Pete Hegseth's plan to screen troops for low testosterone has sparked backlash from medical experts and Democrats, who say the policy is confusing, risky and politically hypocritical.
The US defence secretary announced on Wednesday that service members aged 30 and above will undergo annual screening for testosterone deficiency as part of their regular health assessments. Troops under 30 will also be able to opt in.
The High-T Department of War. pic.twitter.com/hlAUq3j2cD
— Secretary of War Pete Hegseth (@SecWar) July 15, 2026
In a video posted to X, Hegseth said the programme would ensure service members have the 'right testosterone levels' to perform at their best.
'As we know, the modern battlefield is brutal and unrelenting,' he said, adding that troops need 'maximum psychological and mental readiness.'
Hegseth said any treatment, including testosterone replacement therapy, would be voluntary and aimed at 'restoring and optimising' natural capabilities rather than artificially enhancing performance.
Public Health Scientist Questions the Science
The announcement was quickly criticised by Eric Feigl-Ding, a public health scientist and epidemiologist, who said broad testosterone testing in troops 'doesn't make sense without a medical reason.'
I used to do testosterone research—testing for T levels in troops doesn’t make sense without a medical reason—T levels is not associated with higher cognitive function. T can drop because of stress or exhaustion—but TRT doesn’t always improve physical performance—mixed at best. https://t.co/ZXnA0SC0ju
— Eric Feigl-Ding (@DrEricDing) July 15, 2026
'I used to do testosterone research,' Feigl-Ding wrote on X. 'T levels is not associated with higher cognitive function.'
He added that testosterone can fall because of stress or exhaustion, both common in military life, but said replacement therapy does not always improve physical performance.
'Mixed at best,' he wrote.
Feigl-Ding also warned that diagnosing true hypogonadism is more complicated than a one-off blood test. He said proper clinical assessment should include symptoms, repeated testing and consideration of other explanations, including overtraining.
Why Doctors Urge Caution
Medical guidelines generally treat testosterone deficiency as a clinical condition, not simply a number on a lab result.
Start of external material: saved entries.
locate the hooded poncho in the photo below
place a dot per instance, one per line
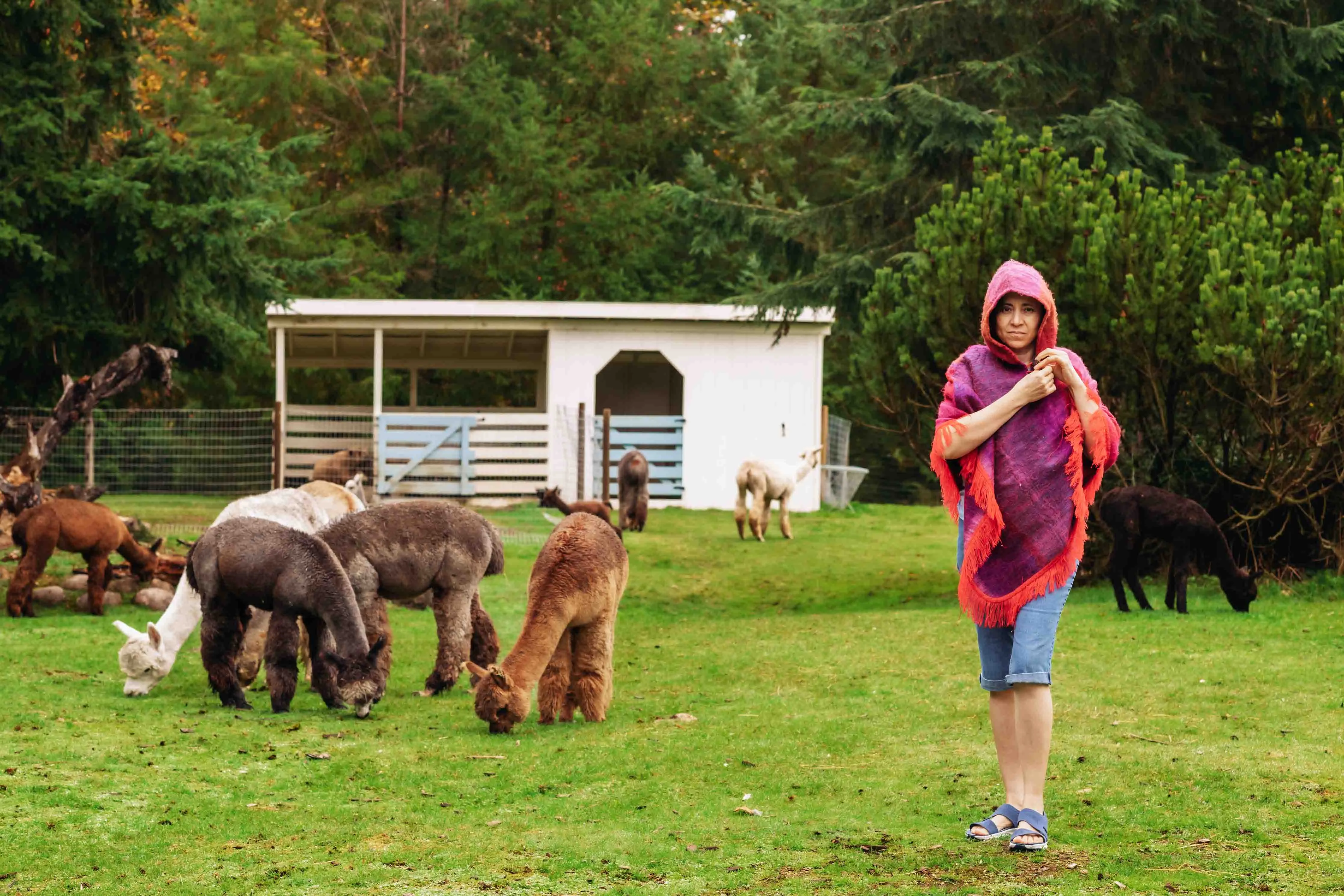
(1027, 488)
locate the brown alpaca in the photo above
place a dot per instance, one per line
(569, 632)
(342, 467)
(248, 562)
(551, 497)
(78, 527)
(632, 482)
(1143, 511)
(398, 553)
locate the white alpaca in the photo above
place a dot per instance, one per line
(771, 482)
(147, 657)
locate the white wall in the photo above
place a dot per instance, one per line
(740, 390)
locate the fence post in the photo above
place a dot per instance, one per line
(607, 456)
(582, 460)
(89, 451)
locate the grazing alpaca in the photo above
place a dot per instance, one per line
(632, 483)
(771, 482)
(343, 467)
(398, 553)
(249, 563)
(148, 656)
(1141, 511)
(80, 527)
(569, 632)
(551, 497)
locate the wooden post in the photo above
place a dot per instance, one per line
(607, 456)
(89, 451)
(826, 434)
(582, 445)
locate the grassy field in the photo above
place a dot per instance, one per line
(832, 680)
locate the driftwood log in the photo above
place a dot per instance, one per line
(21, 484)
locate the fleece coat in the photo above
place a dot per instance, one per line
(1030, 485)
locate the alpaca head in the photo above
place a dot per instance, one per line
(357, 680)
(498, 702)
(143, 659)
(1241, 589)
(148, 569)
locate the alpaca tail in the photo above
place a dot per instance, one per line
(496, 565)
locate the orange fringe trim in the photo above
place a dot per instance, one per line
(991, 612)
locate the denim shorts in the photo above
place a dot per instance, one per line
(1019, 653)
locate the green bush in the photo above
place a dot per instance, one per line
(1209, 312)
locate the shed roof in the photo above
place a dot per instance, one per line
(444, 308)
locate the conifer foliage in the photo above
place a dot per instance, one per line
(1211, 311)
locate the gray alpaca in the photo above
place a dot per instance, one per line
(398, 551)
(249, 562)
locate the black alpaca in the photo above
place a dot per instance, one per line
(249, 562)
(1141, 511)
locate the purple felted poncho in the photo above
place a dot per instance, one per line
(1029, 487)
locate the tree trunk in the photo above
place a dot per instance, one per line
(21, 483)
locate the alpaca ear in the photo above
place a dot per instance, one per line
(127, 631)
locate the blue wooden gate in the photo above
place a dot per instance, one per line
(425, 454)
(659, 439)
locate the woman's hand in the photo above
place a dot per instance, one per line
(1035, 386)
(1064, 370)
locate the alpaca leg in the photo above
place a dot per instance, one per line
(255, 647)
(592, 676)
(454, 619)
(19, 601)
(221, 636)
(323, 675)
(554, 686)
(97, 581)
(283, 660)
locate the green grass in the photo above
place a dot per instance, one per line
(834, 680)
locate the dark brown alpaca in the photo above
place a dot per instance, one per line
(78, 527)
(249, 562)
(632, 482)
(569, 632)
(551, 497)
(1141, 511)
(398, 553)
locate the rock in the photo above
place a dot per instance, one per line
(109, 600)
(154, 598)
(53, 596)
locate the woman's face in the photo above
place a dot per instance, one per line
(1017, 322)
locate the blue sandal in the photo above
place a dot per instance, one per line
(995, 831)
(1038, 823)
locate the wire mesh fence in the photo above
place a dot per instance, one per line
(169, 452)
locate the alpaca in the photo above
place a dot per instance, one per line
(343, 467)
(81, 527)
(249, 562)
(569, 632)
(398, 553)
(632, 484)
(148, 656)
(338, 500)
(551, 497)
(1141, 511)
(771, 482)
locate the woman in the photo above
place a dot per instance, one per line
(1031, 440)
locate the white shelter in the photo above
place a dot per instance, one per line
(697, 387)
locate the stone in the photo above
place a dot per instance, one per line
(109, 600)
(53, 596)
(155, 600)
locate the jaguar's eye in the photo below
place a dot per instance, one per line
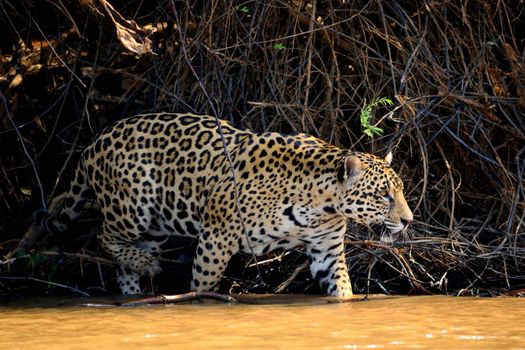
(386, 196)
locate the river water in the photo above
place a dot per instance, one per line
(434, 322)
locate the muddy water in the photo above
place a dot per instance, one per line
(392, 323)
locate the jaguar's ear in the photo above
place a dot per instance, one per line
(388, 158)
(350, 168)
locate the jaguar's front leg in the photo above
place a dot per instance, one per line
(328, 266)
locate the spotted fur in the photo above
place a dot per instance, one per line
(159, 175)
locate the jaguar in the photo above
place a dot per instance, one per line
(234, 190)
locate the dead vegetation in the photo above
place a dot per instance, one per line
(455, 69)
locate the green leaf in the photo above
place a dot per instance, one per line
(367, 114)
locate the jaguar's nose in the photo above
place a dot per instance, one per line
(406, 222)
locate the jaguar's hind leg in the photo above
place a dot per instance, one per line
(134, 261)
(128, 281)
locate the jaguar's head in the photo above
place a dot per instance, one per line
(373, 193)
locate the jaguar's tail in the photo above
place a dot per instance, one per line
(66, 207)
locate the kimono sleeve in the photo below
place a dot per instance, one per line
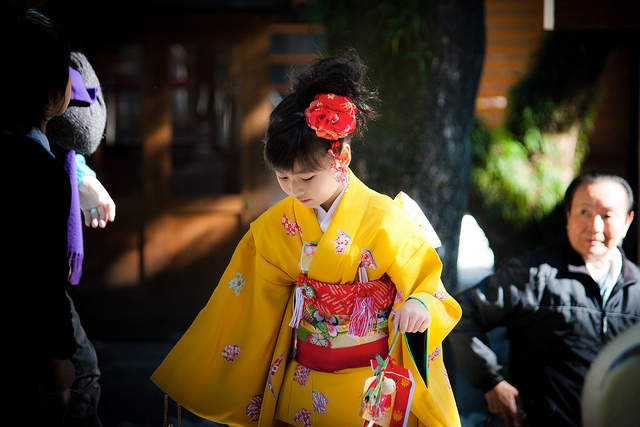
(219, 368)
(416, 274)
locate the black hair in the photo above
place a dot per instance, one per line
(594, 178)
(36, 65)
(289, 138)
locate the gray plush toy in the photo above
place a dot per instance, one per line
(82, 126)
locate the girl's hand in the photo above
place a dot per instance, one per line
(97, 205)
(412, 316)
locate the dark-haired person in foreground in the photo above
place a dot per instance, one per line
(38, 336)
(560, 303)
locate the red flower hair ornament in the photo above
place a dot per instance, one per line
(332, 117)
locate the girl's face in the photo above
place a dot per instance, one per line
(314, 188)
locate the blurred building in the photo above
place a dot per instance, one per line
(189, 85)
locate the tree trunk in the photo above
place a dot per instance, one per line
(444, 146)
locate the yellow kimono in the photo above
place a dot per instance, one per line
(233, 365)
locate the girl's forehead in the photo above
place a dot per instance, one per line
(300, 168)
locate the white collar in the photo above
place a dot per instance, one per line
(324, 217)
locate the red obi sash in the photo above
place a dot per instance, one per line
(360, 301)
(326, 359)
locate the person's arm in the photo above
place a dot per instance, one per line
(491, 303)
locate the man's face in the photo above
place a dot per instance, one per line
(598, 220)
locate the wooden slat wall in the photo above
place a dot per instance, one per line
(513, 32)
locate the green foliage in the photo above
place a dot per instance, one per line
(517, 172)
(517, 179)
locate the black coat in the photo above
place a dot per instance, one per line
(556, 325)
(35, 208)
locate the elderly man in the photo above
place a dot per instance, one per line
(560, 303)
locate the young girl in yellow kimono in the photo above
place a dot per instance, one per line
(319, 285)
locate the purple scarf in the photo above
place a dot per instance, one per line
(75, 247)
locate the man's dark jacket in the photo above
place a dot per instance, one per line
(556, 325)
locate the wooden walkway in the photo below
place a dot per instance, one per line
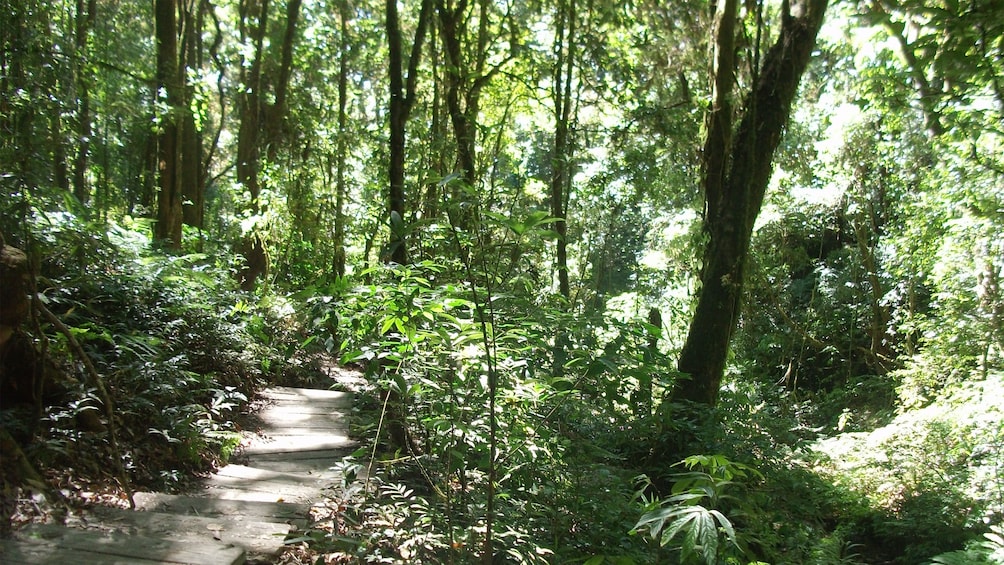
(243, 512)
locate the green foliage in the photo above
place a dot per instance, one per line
(168, 338)
(693, 510)
(989, 550)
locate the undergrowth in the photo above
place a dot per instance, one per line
(180, 351)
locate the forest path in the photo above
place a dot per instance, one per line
(241, 515)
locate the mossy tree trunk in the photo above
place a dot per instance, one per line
(737, 169)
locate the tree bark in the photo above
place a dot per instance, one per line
(401, 102)
(193, 173)
(338, 263)
(736, 174)
(86, 13)
(564, 67)
(169, 208)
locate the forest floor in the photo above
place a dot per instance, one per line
(283, 478)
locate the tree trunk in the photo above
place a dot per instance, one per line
(261, 123)
(193, 174)
(402, 100)
(736, 175)
(564, 68)
(86, 12)
(169, 208)
(338, 263)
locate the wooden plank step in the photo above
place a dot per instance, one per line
(57, 544)
(308, 395)
(281, 444)
(271, 511)
(316, 465)
(253, 478)
(253, 534)
(278, 416)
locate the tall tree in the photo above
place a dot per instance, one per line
(193, 167)
(86, 13)
(737, 168)
(561, 96)
(402, 100)
(262, 110)
(341, 151)
(169, 83)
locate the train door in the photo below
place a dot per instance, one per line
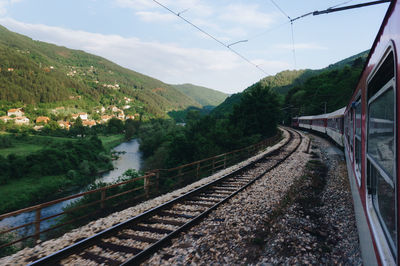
(381, 150)
(357, 139)
(351, 131)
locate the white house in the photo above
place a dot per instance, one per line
(15, 112)
(21, 120)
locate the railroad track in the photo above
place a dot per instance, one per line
(132, 241)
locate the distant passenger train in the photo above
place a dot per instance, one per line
(367, 130)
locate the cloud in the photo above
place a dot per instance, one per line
(150, 16)
(218, 69)
(248, 15)
(302, 46)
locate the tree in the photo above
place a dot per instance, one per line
(258, 112)
(115, 126)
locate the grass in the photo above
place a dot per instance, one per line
(111, 141)
(24, 192)
(20, 149)
(23, 146)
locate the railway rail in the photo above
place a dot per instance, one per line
(132, 241)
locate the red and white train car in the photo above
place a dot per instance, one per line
(367, 129)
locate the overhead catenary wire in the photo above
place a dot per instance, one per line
(211, 36)
(291, 29)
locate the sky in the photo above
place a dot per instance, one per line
(145, 37)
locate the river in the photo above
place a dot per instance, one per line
(129, 158)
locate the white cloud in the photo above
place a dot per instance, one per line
(302, 46)
(248, 15)
(218, 69)
(150, 16)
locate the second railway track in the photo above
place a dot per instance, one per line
(132, 241)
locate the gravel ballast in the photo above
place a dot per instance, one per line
(267, 223)
(48, 247)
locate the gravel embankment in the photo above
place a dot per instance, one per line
(228, 234)
(318, 227)
(300, 213)
(46, 248)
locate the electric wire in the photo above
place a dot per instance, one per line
(294, 50)
(291, 28)
(280, 9)
(211, 36)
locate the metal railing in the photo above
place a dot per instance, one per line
(98, 202)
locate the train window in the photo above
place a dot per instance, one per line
(357, 142)
(351, 132)
(381, 150)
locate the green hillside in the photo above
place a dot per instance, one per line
(34, 72)
(288, 82)
(202, 95)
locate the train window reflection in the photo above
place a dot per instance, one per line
(381, 131)
(357, 147)
(381, 161)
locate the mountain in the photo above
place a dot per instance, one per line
(202, 95)
(39, 73)
(288, 82)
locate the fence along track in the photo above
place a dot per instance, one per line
(128, 193)
(134, 240)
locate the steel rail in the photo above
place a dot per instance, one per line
(139, 257)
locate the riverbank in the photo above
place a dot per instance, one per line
(27, 191)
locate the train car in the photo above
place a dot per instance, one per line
(367, 128)
(335, 125)
(305, 122)
(371, 145)
(318, 123)
(330, 124)
(295, 122)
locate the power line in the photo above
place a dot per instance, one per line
(294, 50)
(291, 28)
(332, 9)
(341, 4)
(280, 9)
(267, 31)
(211, 36)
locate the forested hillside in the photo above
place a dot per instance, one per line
(33, 72)
(306, 91)
(202, 95)
(331, 88)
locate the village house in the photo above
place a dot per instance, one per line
(21, 120)
(83, 116)
(121, 116)
(105, 118)
(114, 109)
(42, 119)
(88, 123)
(64, 124)
(38, 128)
(127, 100)
(16, 112)
(5, 118)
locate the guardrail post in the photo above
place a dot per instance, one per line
(157, 180)
(197, 170)
(103, 198)
(146, 185)
(224, 161)
(37, 224)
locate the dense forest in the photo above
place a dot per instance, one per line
(34, 72)
(305, 92)
(165, 144)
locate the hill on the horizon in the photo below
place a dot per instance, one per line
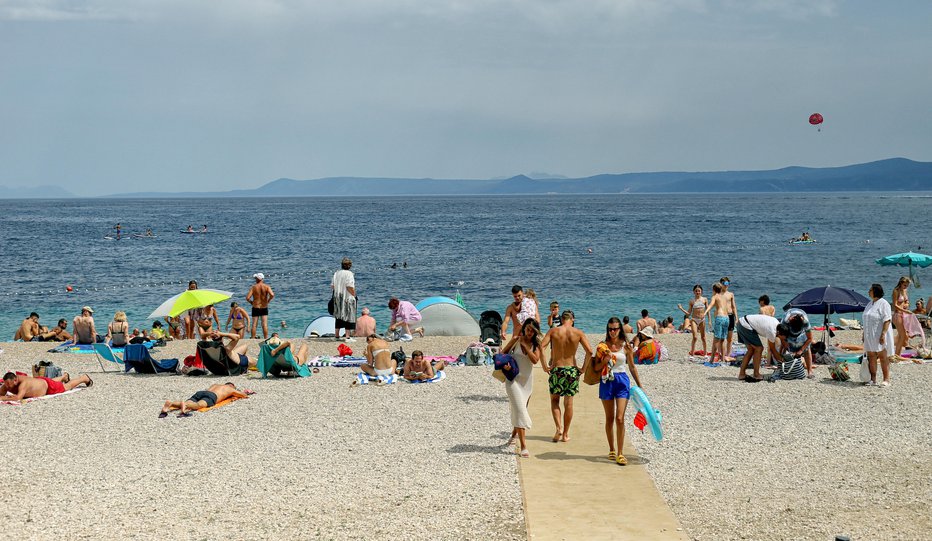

The American Urological Association has welcomed attention to screening but cautioned that a diagnosis should not be based on a single test alone. Doctors typically look for symptoms and confirm low testosterone with separate morning blood tests before considering treatment.
5) Unless all the above are laid out by DOD (DOW), I think this new guidance for sweeping testing (and replacement therapy for what level of low T?) of all age 30+ will be very confusing at best, and potentially harmful at worst.
— Eric Feigl-Ding (@DrEricDing) July 15, 2026
That is where critics see a gap in Hegseth's announcement. Feigl-Ding said the programme could become 'very confusing at best, and potentially harmful at worst' unless the Pentagon clearly explains who qualifies for treatment, what levels count as low and how doctors will rule out other causes.
Testosterone replacement therapy can help some patients with genuine deficiency, but it is not a simple fitness shortcut. It can require monitoring and may carry risks depending on age, dose, underlying health and fertility goals.
'Is This Gender-Affirming Hormone Treatment?'
The political backlash focused on the Trump administration's stance on gender-affirming care.
Hegseth and other administration officials have attacked hormone treatment for transgender people, often describing it as harmful or unnecessary. Critics noted that testosterone therapy is itself a hormone treatment and can form part of gender-affirming care in other contexts.
The Secretary of Forever Wars, Pete Hegseth, just announced they are going to provide hormone therapy to male service members who don’t have enough testosterone.
— Rep. Pramila Jayapal (@RepJayapal) July 15, 2026
Let’s be clear: This is gender affirming care and it completely debunks all of Republicans’ attacks on trans people. pic.twitter.com/HBiAEYFY98
'Are we now suddenly paying for gender-affirming hormone treatment that Hegseth tried to ban before?' Feigl-Ding asked. 'This is a real head scratcher.'
Democratic Representative Pramila Jayapal made the same argument more bluntly, writing that the policy 'completely debunks' Republican attacks on trans people.
Readiness or Culture War?
Supporters of the plan may frame it as a readiness issue, especially for older service members who face physically demanding roles. But the reaction shows how quickly testosterone has become part of a wider political fight over masculinity, health and the military.
We’re gonna give our troops testosterone.
— Jo (@JoJoFromJerz) July 15, 2026
But not flu shots. https://t.co/6UbJgaLFKd
Hegseth presented the programme as elite medical care for 'warfighters.' Critics see a sweeping hormone-testing plan with unclear medical guardrails and an obvious double standard. Until the Pentagon releases fuller guidance, the key question remains unanswered: is this a targeted health programme for troops with real symptoms, or another culture-war policy dressed up as military readiness?